Achieving Huge Guitar Tone with Amp Sims
The secret to massive recorded guitar tone isn't one perfect amp sim; it’s about creating symmetry and balancing. Professional rock and metal records often have a wide, three-dimensional wall-of-guitar that fills the speakers. Here's a quick approach to get that in 5 minutes.
1. Choose two amp sims that balance each other
Before you touch a knob, think about contrast. You want one amp that's crispy and biting, something with a lot of upper midrange aggression and presence (like a Marshall or a Vox etc) - and one that's warmer and woodier (like a Soldano or 5150) to fill out the low end.
Instead of competing, a complementary pair of amps produces a wide and full stereo image that feels more alive than two identical tones ever would.
2. Dial the tones as a pair, not individually
The biggest mistake people make with double-tracked guitars is dialing each amp to sound great in isolation. You need to dial them as a pair with the contrast in mind. Let one side sound too bright, and the other side sound too dark. What matters is the sum of the two.
If you’re pursuing a high gain sound, DON’T dial the gain the amp to a high level. This can paradoxically hurt the perceived gain of your guitars. Use less gain than you think you will need (I tend to be somewhere between 3 and 5 on the gain knob, almost regardless of which amp I amp using).
To make up the gain, use an overdrive pedal in front of both amps. Zero drive on the overdrive; dimed on the level. This tightens the low end and pushes the front end of the amp harder without adding extra gain. It's the trick that makes the difference between a flabby chug and a focused, punchy one.

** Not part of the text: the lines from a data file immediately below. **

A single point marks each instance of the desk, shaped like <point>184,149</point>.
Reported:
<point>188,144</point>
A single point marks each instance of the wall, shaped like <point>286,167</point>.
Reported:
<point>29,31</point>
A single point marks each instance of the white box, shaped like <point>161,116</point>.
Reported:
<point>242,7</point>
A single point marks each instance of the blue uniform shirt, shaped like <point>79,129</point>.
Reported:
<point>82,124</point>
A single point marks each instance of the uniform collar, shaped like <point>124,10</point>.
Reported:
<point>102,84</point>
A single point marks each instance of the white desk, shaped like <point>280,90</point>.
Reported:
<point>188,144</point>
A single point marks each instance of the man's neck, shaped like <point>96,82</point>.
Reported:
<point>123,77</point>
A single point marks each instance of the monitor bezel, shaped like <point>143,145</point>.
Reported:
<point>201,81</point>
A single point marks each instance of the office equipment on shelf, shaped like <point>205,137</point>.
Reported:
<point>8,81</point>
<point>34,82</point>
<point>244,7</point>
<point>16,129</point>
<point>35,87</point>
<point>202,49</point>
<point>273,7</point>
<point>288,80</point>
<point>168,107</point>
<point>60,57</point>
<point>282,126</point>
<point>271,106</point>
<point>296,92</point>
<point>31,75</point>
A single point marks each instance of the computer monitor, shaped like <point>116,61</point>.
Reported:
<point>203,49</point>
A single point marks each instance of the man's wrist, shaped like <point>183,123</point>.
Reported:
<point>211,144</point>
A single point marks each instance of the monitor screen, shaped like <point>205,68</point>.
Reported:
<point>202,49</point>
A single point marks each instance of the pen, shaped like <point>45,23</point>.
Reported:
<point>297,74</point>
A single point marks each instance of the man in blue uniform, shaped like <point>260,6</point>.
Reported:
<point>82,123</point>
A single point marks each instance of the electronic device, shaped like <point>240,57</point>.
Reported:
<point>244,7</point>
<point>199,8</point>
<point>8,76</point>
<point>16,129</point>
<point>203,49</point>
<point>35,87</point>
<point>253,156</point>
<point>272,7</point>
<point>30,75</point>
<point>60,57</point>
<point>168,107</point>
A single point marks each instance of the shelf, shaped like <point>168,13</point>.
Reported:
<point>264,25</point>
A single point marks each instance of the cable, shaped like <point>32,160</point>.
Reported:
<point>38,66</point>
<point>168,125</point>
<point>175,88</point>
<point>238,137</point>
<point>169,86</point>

3. Use third-party IRs, not the stock ones
The cabinet is actually doing the most work in your guitar tone. If you’re working in the box, you can’t rely on stock IRs to get an organic sound. Third-party IRs from companies like York Audio are a significant upgrade; they're based on real cabinets captured in controlled environments, and they have a dimensionality that stock IRs often lack. For the Marshall side, York Audio's Marshall 4x12 IR is the natural pairing. For the 5150 side, York Audio also has a 5152 cabinet IR. Use a mix of mic positions — an SM57 for the attack and presence, and a Royer 121 blended in for woodiness and low-end body. The 121 is what adds that thick, organic quality that makes the guitars feel like they're coming from a real cab in a real room.
4. Hard pan and trust the contrast
Once both tones are dialed, hard pan them — one to the left, one to the right. Don't second-guess the panning. The width is the point. What sounds like too much contrast when you're listening to each track in solo will balance out beautifully in the stereo field. The Marshall brightness on one side and the 5150 warmth on the other create a complete frequency picture together that neither could create alone.
One thing worth noting on the low end: don't scoop it. The Will Putney school of metalcore production — Every Time I Die, Knocked Loose — is built on massive, present low end in the guitars. That warmth isn't a mistake or a mixing accident. It's an intentional choice to keep the guitars feeling heavy and physical rather than sharp and thin. Let the 5150 side carry that low-end weight and resist the urge to cut it away.
Two amps, hard panned, chosen for contrast rather than similarity. That's the whole framework. Everything else is just dialing in the details.